NEW YORK (TheStreet) -- The first major failure of the Doug McMillion administration at Walmart (WMT) is clear: not being bold enough to pay a premium to buy the instant marketplace recognition and square footage held by dollar store Family Dollar (FDO).
As Walmart stays true to its insular culture, dollar store Dollar Tree (DLTR) has realized the opportunity embodies its longtime rival Family Dollar. In a deal announced Monday, Dollar Tree will purchase Family Dollar for $74.50 per share, a whopping 22.8% premium to the closing price on July 25, 2014. Upon the deal's expected closure in early 2015, the company will operate a 13,000 stores across 48 states, a formidable retail presence, selling consumers fixed price merchandise ($1 or less) under the Dollar Tree banner and multi-priced goods at Family Dollar.
Walmart shares were slipping 0.5% on the announcement to $75.60, a dip that has only begun to appreciate the lost opportunity to get closer to economically-sensitive customers in rural and urban markets that view a trip to a super-center as expensive.

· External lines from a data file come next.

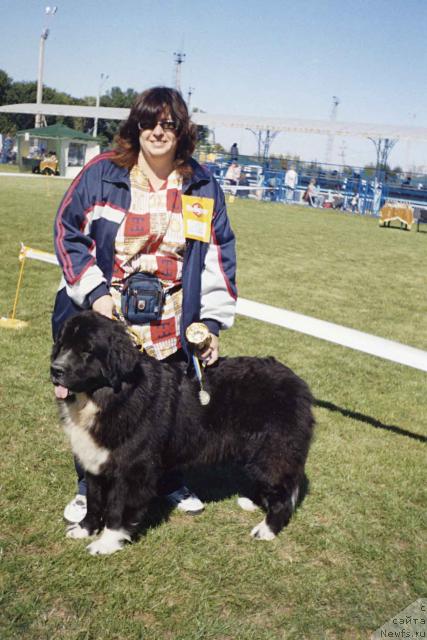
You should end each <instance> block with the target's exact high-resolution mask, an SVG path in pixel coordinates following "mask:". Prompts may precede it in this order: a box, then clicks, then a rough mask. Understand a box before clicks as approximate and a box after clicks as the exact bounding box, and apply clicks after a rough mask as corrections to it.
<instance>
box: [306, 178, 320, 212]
mask: <svg viewBox="0 0 427 640" xmlns="http://www.w3.org/2000/svg"><path fill="white" fill-rule="evenodd" d="M317 197H318V189H317V187H316V179H315V178H312V179H311V180H310V182H309V184H308V187H307V189H306V190H305V193H304V195H303V200H304V201H305V202H307V204H308V205H309V206H310V207H317V206H318V205H317Z"/></svg>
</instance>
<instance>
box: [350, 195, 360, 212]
mask: <svg viewBox="0 0 427 640" xmlns="http://www.w3.org/2000/svg"><path fill="white" fill-rule="evenodd" d="M350 209H351V212H352V213H355V212H356V211H359V194H358V193H357V191H355V192H354V193H353V195H352V197H351V200H350Z"/></svg>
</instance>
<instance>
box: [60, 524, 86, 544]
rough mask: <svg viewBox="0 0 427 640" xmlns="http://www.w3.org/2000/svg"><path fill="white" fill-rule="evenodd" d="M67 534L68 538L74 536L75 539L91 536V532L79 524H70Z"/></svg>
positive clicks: (66, 529)
mask: <svg viewBox="0 0 427 640" xmlns="http://www.w3.org/2000/svg"><path fill="white" fill-rule="evenodd" d="M65 536H66V537H67V538H73V539H74V540H80V538H89V536H90V533H89V531H88V530H87V529H85V527H81V526H80V525H79V524H77V523H76V524H70V525H68V527H67V528H66V530H65Z"/></svg>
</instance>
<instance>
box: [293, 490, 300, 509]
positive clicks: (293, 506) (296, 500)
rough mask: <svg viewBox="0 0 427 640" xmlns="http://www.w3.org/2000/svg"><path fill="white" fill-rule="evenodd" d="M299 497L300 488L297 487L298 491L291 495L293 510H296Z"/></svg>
mask: <svg viewBox="0 0 427 640" xmlns="http://www.w3.org/2000/svg"><path fill="white" fill-rule="evenodd" d="M298 496H299V487H296V489H294V491H293V493H292V495H291V502H292V508H293V509H295V505H296V503H297V501H298Z"/></svg>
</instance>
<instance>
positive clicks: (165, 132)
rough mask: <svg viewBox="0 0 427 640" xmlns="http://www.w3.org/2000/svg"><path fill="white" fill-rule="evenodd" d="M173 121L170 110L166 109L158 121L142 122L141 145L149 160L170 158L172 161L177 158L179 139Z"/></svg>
mask: <svg viewBox="0 0 427 640" xmlns="http://www.w3.org/2000/svg"><path fill="white" fill-rule="evenodd" d="M173 122H174V121H173V119H172V118H171V116H170V114H169V112H168V111H164V112H163V113H162V114H161V115H160V117H159V118H158V120H157V122H152V123H144V122H141V123H140V133H139V145H140V147H141V151H142V153H143V155H144V157H145V159H146V160H147V161H148V162H149V161H150V159H151V158H152V159H160V158H161V159H164V160H166V159H170V160H171V162H173V160H174V159H175V153H176V147H177V143H178V139H177V137H176V129H174V128H172V127H173ZM162 125H163V126H162ZM150 127H151V128H150Z"/></svg>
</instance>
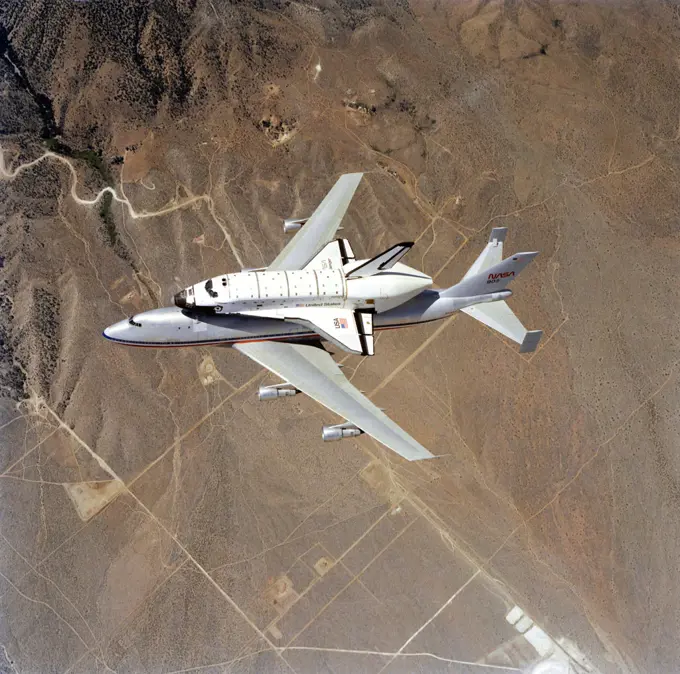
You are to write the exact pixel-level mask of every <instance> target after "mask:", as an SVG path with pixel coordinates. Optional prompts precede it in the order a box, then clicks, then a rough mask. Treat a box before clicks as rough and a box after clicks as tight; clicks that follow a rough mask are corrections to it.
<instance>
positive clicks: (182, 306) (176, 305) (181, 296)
mask: <svg viewBox="0 0 680 674" xmlns="http://www.w3.org/2000/svg"><path fill="white" fill-rule="evenodd" d="M175 306H177V307H179V308H180V309H186V308H187V291H186V290H182V292H179V293H177V294H176V295H175Z"/></svg>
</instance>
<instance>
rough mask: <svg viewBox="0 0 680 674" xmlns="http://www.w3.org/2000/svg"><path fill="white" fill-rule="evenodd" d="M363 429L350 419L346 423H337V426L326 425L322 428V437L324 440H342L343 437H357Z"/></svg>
mask: <svg viewBox="0 0 680 674" xmlns="http://www.w3.org/2000/svg"><path fill="white" fill-rule="evenodd" d="M362 433H363V431H362V430H361V429H360V428H359V427H358V426H355V425H354V424H351V423H350V422H349V421H346V422H345V423H344V424H336V425H335V426H324V427H323V428H322V429H321V438H322V439H323V441H324V442H334V441H335V440H342V439H343V438H356V437H357V435H361V434H362Z"/></svg>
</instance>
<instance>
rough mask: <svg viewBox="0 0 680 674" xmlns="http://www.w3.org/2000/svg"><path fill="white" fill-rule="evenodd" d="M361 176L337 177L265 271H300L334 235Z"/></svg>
mask: <svg viewBox="0 0 680 674" xmlns="http://www.w3.org/2000/svg"><path fill="white" fill-rule="evenodd" d="M363 175H364V174H363V173H346V174H345V175H342V176H340V177H339V178H338V180H337V182H336V183H335V185H333V187H332V188H331V191H330V192H329V193H328V194H327V195H326V196H325V197H324V200H323V201H322V202H321V203H320V204H319V206H318V207H317V209H316V210H315V211H314V213H312V216H311V217H310V218H309V220H307V222H306V223H305V224H304V225H303V226H302V229H301V230H300V231H299V232H298V233H297V234H296V235H295V236H294V237H293V238H292V239H291V240H290V241H289V242H288V245H287V246H286V247H285V248H284V249H283V250H282V251H281V252H280V253H279V254H278V255H277V256H276V259H275V260H274V261H273V262H272V263H271V264H270V265H269V267H267V270H268V271H295V270H298V269H303V268H304V267H305V266H306V265H307V264H308V263H309V262H310V260H312V259H313V258H314V257H315V256H316V254H317V253H318V252H319V251H320V250H321V249H322V248H323V247H324V246H325V245H326V244H327V243H328V242H329V241H331V240H332V239H333V237H334V236H335V233H336V232H337V231H338V227H339V226H340V223H341V222H342V218H343V217H344V216H345V213H346V212H347V209H348V208H349V203H350V201H352V197H353V196H354V192H356V189H357V187H359V183H360V182H361V178H362V177H363Z"/></svg>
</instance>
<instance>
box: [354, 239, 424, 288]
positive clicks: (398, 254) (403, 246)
mask: <svg viewBox="0 0 680 674" xmlns="http://www.w3.org/2000/svg"><path fill="white" fill-rule="evenodd" d="M412 247H413V241H408V242H405V243H398V244H396V245H394V246H392V248H388V249H387V250H386V251H385V252H384V253H380V255H377V256H376V257H374V258H373V259H372V260H368V261H367V262H364V263H363V264H360V265H359V266H358V267H356V268H355V269H352V270H351V271H350V272H349V273H348V274H347V278H348V279H353V278H364V277H366V276H373V274H377V273H378V272H381V271H386V270H387V269H391V268H392V267H394V265H395V264H397V262H399V260H401V258H402V257H404V255H406V253H408V252H409V250H411V248H412Z"/></svg>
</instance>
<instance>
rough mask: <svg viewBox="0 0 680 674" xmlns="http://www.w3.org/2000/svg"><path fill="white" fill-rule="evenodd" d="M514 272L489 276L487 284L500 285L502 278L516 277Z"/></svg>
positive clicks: (490, 274)
mask: <svg viewBox="0 0 680 674" xmlns="http://www.w3.org/2000/svg"><path fill="white" fill-rule="evenodd" d="M514 275H515V272H514V271H503V272H500V273H498V274H489V276H488V277H487V280H486V282H487V283H498V282H499V281H500V280H501V279H502V278H508V276H514Z"/></svg>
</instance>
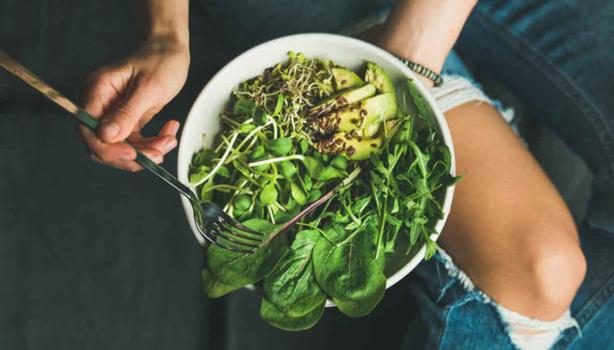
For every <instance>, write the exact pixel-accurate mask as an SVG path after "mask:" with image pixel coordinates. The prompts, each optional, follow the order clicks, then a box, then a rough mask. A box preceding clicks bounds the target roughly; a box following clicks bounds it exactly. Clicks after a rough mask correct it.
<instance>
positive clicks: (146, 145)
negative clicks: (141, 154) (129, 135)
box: [130, 136, 177, 154]
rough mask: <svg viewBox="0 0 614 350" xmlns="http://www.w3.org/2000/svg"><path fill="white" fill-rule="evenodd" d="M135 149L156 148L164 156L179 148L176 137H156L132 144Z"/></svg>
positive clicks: (164, 136) (148, 137)
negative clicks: (177, 145)
mask: <svg viewBox="0 0 614 350" xmlns="http://www.w3.org/2000/svg"><path fill="white" fill-rule="evenodd" d="M130 144H131V145H133V146H135V147H148V148H155V149H157V150H158V151H160V152H161V153H162V154H167V153H168V152H170V151H172V150H173V149H174V148H175V147H177V139H176V138H175V137H174V136H154V137H148V138H142V139H140V140H139V141H138V142H130Z"/></svg>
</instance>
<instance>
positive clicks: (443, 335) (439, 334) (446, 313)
mask: <svg viewBox="0 0 614 350" xmlns="http://www.w3.org/2000/svg"><path fill="white" fill-rule="evenodd" d="M452 310H453V309H450V308H447V307H446V308H445V309H444V311H443V312H444V321H443V332H441V333H440V334H439V338H438V339H437V342H436V343H435V349H441V344H443V340H444V338H445V336H446V334H447V333H448V323H449V321H450V313H451V312H452Z"/></svg>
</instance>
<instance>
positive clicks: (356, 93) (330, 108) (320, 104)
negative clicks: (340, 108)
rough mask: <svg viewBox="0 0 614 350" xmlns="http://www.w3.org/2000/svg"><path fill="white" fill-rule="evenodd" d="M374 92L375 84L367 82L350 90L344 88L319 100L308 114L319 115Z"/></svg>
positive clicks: (362, 98)
mask: <svg viewBox="0 0 614 350" xmlns="http://www.w3.org/2000/svg"><path fill="white" fill-rule="evenodd" d="M376 92H377V89H376V88H375V86H373V85H371V84H367V85H365V86H361V87H359V88H355V89H351V90H347V89H346V90H344V91H341V92H339V93H336V94H334V95H333V96H330V97H329V98H327V99H325V100H324V101H322V102H320V104H318V105H317V106H315V107H313V108H312V109H311V110H310V111H309V116H311V117H314V116H315V117H317V116H320V115H322V114H324V113H326V112H328V111H331V110H334V109H337V108H340V107H345V106H347V105H350V104H352V103H354V102H358V101H360V100H363V99H365V98H367V97H371V96H373V95H375V93H376Z"/></svg>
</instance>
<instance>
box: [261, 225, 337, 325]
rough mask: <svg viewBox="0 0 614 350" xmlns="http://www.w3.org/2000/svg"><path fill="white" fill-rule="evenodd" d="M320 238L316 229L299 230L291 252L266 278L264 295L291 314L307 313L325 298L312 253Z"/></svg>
mask: <svg viewBox="0 0 614 350" xmlns="http://www.w3.org/2000/svg"><path fill="white" fill-rule="evenodd" d="M319 238H320V233H319V232H318V231H316V230H304V231H300V232H298V233H297V234H296V237H295V239H294V242H293V243H292V245H291V246H290V249H289V251H288V252H287V253H286V255H285V256H284V257H283V258H282V259H281V260H280V261H279V263H278V264H277V265H276V266H275V268H274V269H273V271H272V272H271V274H269V275H268V276H267V277H266V278H265V279H264V284H263V297H264V298H265V299H266V300H267V301H268V302H269V303H271V304H272V305H274V306H275V307H276V309H277V310H278V311H280V312H282V313H284V314H285V315H287V316H289V317H292V318H299V317H301V316H304V315H306V314H308V313H309V312H310V311H312V310H313V309H315V308H317V307H319V306H321V305H322V304H323V303H324V302H325V300H326V294H324V291H322V289H321V288H320V286H319V285H318V284H317V283H316V280H315V277H314V275H313V268H312V265H311V252H312V250H313V247H314V246H315V244H316V242H317V241H318V240H319Z"/></svg>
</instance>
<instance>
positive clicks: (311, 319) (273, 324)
mask: <svg viewBox="0 0 614 350" xmlns="http://www.w3.org/2000/svg"><path fill="white" fill-rule="evenodd" d="M324 305H325V302H322V304H321V305H318V307H316V308H314V309H313V310H311V311H309V312H308V313H307V314H305V315H303V316H299V317H292V316H288V315H286V314H284V313H283V312H281V311H279V309H277V308H276V307H275V306H274V305H273V304H271V303H269V302H268V301H266V299H262V304H260V317H261V318H262V319H263V320H264V321H266V322H268V323H269V324H271V325H273V326H275V327H277V328H279V329H283V330H285V331H303V330H306V329H309V328H311V327H313V326H314V325H315V324H316V323H318V321H319V320H320V317H322V314H323V313H324Z"/></svg>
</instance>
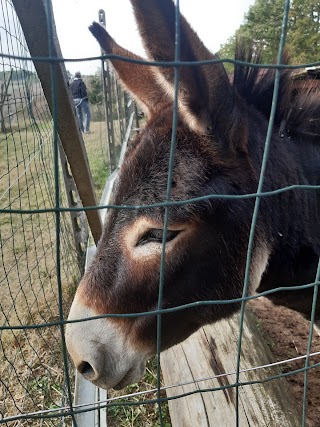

The addition of Family Dollar to Walmart would have afforded the retail giant the luxury of utilizing the smaller size of Family Dollar stores as same-day delivery hubs for Walmart.com merchandise.
Now, the world's largest retailer, which my Belus Capital Advisors rates as a sell with a $71.00 price target due to an outlook for continued margin pressure (this only worsens in a combined Family Dollar/Dollar Tree world), should expect an all-out assault on the fundamentals of its business. The merged dollar store is likely to benefit from deal synergies estimated at a $300 million run rate by the end of 2018 to invest in new store layouts that could offer more fresh food options, among other new offerings.